Gonorrhea and syphilis cases reached record levels during the first year of the Covid-19 pandemic, according to data released Tuesday by the Centers for Disease Control and Prevention (CDC).
“STDs had already been increasing for quite some time, but Covid-19 exacerbated the factors that contribute to it in many ways,” Leandro Mena, the CDC’s director of STD Prevention, told POLITICO in a phone interview.
“We have had more than a decade of decreasing public health funding that’s caused a dropoff in STD screening, prevention, education, and other health services. We’ve also been dealing with an increase in substance use that has been linked to less safe sexual practices.”
The worst consequence to come out of the CDC report released this week is the incidence of congenital syphilis.

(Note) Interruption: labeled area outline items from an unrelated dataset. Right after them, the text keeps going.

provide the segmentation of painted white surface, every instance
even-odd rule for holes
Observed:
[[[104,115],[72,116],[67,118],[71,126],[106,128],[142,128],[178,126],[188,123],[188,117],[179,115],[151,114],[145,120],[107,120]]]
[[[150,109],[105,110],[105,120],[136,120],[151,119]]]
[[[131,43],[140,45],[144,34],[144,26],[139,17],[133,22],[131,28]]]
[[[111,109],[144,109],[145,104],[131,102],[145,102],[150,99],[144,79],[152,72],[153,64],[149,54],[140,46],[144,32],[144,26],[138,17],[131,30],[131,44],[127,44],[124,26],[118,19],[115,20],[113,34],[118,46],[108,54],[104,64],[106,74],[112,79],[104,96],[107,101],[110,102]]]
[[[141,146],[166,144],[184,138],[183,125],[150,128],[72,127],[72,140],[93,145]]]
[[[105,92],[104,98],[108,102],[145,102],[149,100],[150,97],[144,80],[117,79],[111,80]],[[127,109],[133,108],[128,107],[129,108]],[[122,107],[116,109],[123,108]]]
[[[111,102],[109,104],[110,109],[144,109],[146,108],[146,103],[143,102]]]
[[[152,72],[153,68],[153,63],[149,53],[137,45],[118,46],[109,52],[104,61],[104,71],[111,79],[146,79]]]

Congenital syphilis – syphilis passed from mother to fetus – led to 149 infant deaths or stillbirths in 2020. According to preliminary estimates, there were 2,268 infants born with syphilis in 2021, a sevenfold rise from 2012, and 166 of them died, reports Physician’s Weekly.
Sadly, most cases of congenital syphilis deaths can be prevented with penicillin shots at least 30 days before birth, but most women involved received little or no prenatal care, and services have been chronically underfunded in recent years.
“The really depressing thing about it is we had this thing virtually eradicated back in the year 2000,” William Andrews, a public information officer for Oklahoma’s sexual health and harm reduction service says.
“Now it’s back with a vengeance. We are really trying to get the message out that sexual health is health. It’s nothing to be ashamed of.” Analysts say that when inflation is taken into account, CDC prevention funding for STDs has fallen around 40 percent over the last 20 years.
Reported cases of chlamydia declined 13 percent from 2019 but experts suspect this is misleading – since the disease is often asymptomatic and detected through screening, such as routine pap smears, reports Science Alert.
Over half of reported STDs were among 16 to 24-year-olds. Racial minorities including Black, Hispanic, and Native American people were disproportionately impacted, while 42 percent of cases of primary and secondary syphilis were among gay and bisexual males.